CSAIL researchers collaborate on brain-mapping consortium

Nir Shavit and Charles Leiserson examine the speed of neural networks and data processing.

This month it was announced that CSAIL researchers Nir Shavit and Charles Leiserson will be participating in a cross-institutional consortium project at Harvard focused on brain-mapping.

Merging the disciplines of data science and neuroscience, the Machine Intelligence from Cortical Networks (MICrONS) project aims to restructure machine learning through reverse-engineering the algorithms of the brain.

Shavit and Leiserson are looking at new approaches to designing high-speed processing technology to put together “slices” of brain imaged by electron microscopes at rates upwards of a terabyte of data per hour. By creating so-called “connectivity graphs” from rat brains, researchers will hopefully be able to improve computation of neural networks. The ultimate goal is to use such methods to do complex human tasks such as scene parsing.

Based at Harvard’s Wyss Institute for Biologically Inspired Engineering, the consortium is supported by a $21 million contract from the Intelligence Advanced Research Projects Activity (IARPA).
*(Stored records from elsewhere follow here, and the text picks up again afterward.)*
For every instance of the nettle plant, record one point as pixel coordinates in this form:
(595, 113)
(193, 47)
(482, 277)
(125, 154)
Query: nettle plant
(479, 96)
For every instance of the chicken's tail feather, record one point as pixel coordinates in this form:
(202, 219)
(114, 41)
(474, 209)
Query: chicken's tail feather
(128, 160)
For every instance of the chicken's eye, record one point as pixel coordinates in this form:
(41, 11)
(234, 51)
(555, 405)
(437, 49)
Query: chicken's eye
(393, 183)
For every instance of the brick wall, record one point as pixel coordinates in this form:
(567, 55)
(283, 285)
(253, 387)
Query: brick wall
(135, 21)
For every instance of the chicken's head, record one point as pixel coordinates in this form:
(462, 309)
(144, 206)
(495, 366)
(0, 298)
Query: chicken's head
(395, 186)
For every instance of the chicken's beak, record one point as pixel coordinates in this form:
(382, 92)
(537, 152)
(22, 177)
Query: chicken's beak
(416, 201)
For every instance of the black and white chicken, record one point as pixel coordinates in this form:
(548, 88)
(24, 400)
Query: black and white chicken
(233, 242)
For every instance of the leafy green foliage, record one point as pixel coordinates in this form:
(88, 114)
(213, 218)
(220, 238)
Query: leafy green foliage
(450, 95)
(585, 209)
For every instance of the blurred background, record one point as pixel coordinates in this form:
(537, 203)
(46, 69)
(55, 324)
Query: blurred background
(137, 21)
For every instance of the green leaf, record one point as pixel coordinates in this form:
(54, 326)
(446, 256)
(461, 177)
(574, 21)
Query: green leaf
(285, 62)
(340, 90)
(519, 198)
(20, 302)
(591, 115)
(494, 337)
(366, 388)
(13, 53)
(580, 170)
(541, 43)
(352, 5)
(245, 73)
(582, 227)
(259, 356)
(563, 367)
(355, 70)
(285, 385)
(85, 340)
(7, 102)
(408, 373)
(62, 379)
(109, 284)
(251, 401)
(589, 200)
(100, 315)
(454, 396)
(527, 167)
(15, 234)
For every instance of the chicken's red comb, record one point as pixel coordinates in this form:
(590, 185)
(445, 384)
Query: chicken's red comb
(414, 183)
Shavit is a professor in the Electrical Engineering and CS department, winner of the ACM’s Godel and Dijkstra Prizes. He conducts research in the field of connectomics. Leiserson is a Margaret MacVicar Faculty Fellow, the highest recognition at MIT for undergraduate teaching, is a newly elected member of the National Academy of Engineering, and has won the ACM’s Kannalakis award for his fundamental contributions to parallel computation.

Shavit and Leiserson will be collaborating with Jeff Lichtman from Harvard’s Cellular and Molecular Biology department, as well as computer science professor Hanspeter Pfister.